Plaintiffs do not contend that TDF itself is defective. Their theory is that Gilead, having developed TAF and concluded internally that it had a more favorable safety profile (particularly for bone density and renal function), made a business decision to delay TAF’s commercial launch in order to preserve revenue from TDF before its patent-protected exclusivity expired. The First District Court of Appeal allowed a negligence claim premised on that delay to proceed, concluding that a manufacturer’s duty of reasonable care can in some circumstances reach beyond the duty not to market a defective product. Defense observers have labeled the theory a “duty to innovate” — a framing not yet adopted by the courts.

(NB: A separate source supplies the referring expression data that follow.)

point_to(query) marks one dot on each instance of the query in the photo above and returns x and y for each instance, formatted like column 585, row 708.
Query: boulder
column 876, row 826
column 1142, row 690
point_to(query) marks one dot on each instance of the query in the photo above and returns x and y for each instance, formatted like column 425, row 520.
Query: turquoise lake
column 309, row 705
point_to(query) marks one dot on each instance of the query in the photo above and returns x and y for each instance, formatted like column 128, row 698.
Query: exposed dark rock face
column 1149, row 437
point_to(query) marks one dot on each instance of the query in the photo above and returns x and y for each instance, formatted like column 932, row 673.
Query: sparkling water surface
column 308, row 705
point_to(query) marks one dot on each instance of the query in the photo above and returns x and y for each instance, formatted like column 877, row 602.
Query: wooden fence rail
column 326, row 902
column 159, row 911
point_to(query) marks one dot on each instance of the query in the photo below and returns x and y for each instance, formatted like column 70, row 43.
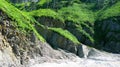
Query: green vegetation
column 77, row 13
column 23, row 20
column 81, row 15
column 46, row 13
column 110, row 11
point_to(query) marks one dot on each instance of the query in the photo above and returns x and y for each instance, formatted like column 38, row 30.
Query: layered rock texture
column 52, row 29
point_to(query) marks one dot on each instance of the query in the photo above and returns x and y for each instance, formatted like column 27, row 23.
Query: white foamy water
column 80, row 63
column 97, row 59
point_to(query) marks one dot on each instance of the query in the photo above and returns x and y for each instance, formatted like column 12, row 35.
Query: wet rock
column 107, row 34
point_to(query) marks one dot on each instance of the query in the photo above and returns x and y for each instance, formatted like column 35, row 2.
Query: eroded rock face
column 7, row 57
column 107, row 34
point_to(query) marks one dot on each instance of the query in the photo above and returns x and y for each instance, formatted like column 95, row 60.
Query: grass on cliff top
column 42, row 2
column 46, row 13
column 66, row 34
column 77, row 13
column 112, row 11
column 23, row 20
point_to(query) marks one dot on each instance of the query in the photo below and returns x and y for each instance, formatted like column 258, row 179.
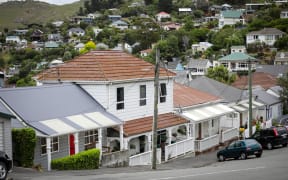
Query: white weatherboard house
column 65, row 118
column 124, row 86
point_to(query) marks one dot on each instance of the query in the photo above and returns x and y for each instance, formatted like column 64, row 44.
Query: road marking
column 210, row 173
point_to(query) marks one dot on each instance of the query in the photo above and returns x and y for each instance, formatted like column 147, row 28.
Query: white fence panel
column 179, row 148
column 144, row 158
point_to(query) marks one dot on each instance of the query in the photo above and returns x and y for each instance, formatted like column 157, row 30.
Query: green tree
column 221, row 74
column 90, row 45
column 283, row 83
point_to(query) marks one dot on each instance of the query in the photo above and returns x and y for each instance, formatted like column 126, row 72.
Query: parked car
column 5, row 165
column 240, row 149
column 272, row 137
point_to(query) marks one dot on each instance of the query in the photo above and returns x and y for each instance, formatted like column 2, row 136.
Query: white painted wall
column 106, row 96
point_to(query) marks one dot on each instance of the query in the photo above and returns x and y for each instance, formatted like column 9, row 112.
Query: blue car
column 240, row 149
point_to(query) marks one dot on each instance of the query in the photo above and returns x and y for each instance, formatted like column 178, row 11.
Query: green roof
column 231, row 14
column 237, row 56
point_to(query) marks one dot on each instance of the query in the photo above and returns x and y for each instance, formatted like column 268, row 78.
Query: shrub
column 84, row 160
column 24, row 142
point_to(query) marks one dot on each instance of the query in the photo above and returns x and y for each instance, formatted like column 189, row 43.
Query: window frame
column 163, row 93
column 53, row 141
column 142, row 95
column 120, row 98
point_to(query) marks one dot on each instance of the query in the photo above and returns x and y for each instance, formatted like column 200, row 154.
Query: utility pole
column 250, row 96
column 155, row 117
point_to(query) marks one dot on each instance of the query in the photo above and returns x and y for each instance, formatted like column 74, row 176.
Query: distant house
column 170, row 26
column 198, row 67
column 281, row 58
column 241, row 49
column 55, row 37
column 13, row 39
column 162, row 16
column 37, row 35
column 236, row 62
column 200, row 47
column 230, row 17
column 51, row 45
column 122, row 25
column 267, row 36
column 76, row 31
column 184, row 10
column 20, row 32
column 58, row 23
column 284, row 14
column 114, row 18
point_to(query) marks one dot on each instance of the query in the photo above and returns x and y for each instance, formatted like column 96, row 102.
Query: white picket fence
column 144, row 158
column 204, row 144
column 179, row 148
column 229, row 134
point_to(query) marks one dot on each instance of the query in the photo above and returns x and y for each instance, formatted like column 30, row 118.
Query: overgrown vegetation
column 24, row 142
column 83, row 160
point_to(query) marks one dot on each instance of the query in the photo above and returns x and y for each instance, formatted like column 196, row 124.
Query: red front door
column 72, row 145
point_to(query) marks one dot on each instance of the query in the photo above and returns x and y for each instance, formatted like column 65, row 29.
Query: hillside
column 16, row 14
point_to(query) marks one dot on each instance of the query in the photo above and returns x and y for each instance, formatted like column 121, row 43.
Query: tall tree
column 283, row 82
column 165, row 5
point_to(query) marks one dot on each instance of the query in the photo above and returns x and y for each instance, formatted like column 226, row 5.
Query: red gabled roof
column 185, row 96
column 143, row 125
column 262, row 79
column 102, row 66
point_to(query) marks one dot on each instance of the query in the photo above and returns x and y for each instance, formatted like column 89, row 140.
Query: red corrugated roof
column 143, row 125
column 185, row 96
column 102, row 66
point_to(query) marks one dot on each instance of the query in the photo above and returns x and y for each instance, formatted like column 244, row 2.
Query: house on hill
column 267, row 36
column 124, row 86
column 65, row 118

The case has drawn an unusually heavy amicus presence. Filings opposing the lower-court rule include trade associations, several dozen manufacturers from outside the pharmaceutical industry (medical devices, automobiles, consumer goods), and certain patient-advocacy groups including the HIV and Hepatitis Policy Institute and Partnership to Fight Chronic Disease. Filings supporting the lower-court rule include the American Association for Justice, Consumer Attorneys of California, Justice Catalyst, and a group of public-health academics. Trade-press reports of the oral argument describe the justices as pressing both sides on workability — how a jury would assess the “reasonableness” of a development-and-launch timeline absent a defect, and whether such a rule is better suited to legislative drafting than common-law adoption.

What’s at Stake

  • For pharmaceutical and life-sciences companies: Whether California recognizes a tort duty tied to the speed of developing or releasing safer successor products, even in the absence of a defect in the currently marketed product.
  • For other regulated industries: The reasoning, if affirmed in broad terms, could be invoked by plaintiffs in any product line where a manufacturer has a known-safer successor on the shelf — automotive, medical devices, consumer electronics, agricultural chemicals. The cross-industry amicus list reflects that concern.
  • For litigation strategy: Whether plaintiffs can plead around the traditional defect / failure-to-warn framework by reframing development-timing decisions as negligent commercialization.
  • For the underlying coordinated proceeding: A reversal would substantially narrow the surviving claims; an affirmance would clear the path toward bellwether trials in the JCCP before Judge Andrew Y.S. Cheng in San Francisco.

What’s Next

  • Decision deadline: On or before approximately August 4, 2026 (90 days from submission). The Court occasionally orders supplemental briefing, which resets submission; no such order has been reported in this case as of publication.
  • Underlying coordinated proceeding (JCCP CJC19005043): Held in abeyance on the issues presented for review. Trial-court proceedings on remaining claims may resume promptly after the opinion issues.
  • Related federal litigation: Federal TDF cases proceeding under different state-law regimes are not bound by the California Supreme Court’s eventual holding, but the reasoning will be widely cited.

Notes

This post describes a pending matter; no California Supreme Court decision has issued. Material is drawn from the California Supreme Court’s own public Issues Pending compilation (primary source for case caption, docket number, lower-court citation, and the issue statement) and from trade-press coverage of the oral argument and amicus briefing. Characterizations of the justices’ reactions at oral argument and of the parties’ strategic posture are sourced to that trade-press coverage and have not been verified against an oral-argument transcript or recording. The approximately 24,000 plaintiff count is a widely repeated figure from trade-press and party filings; the exact number on the coordinated docket may vary.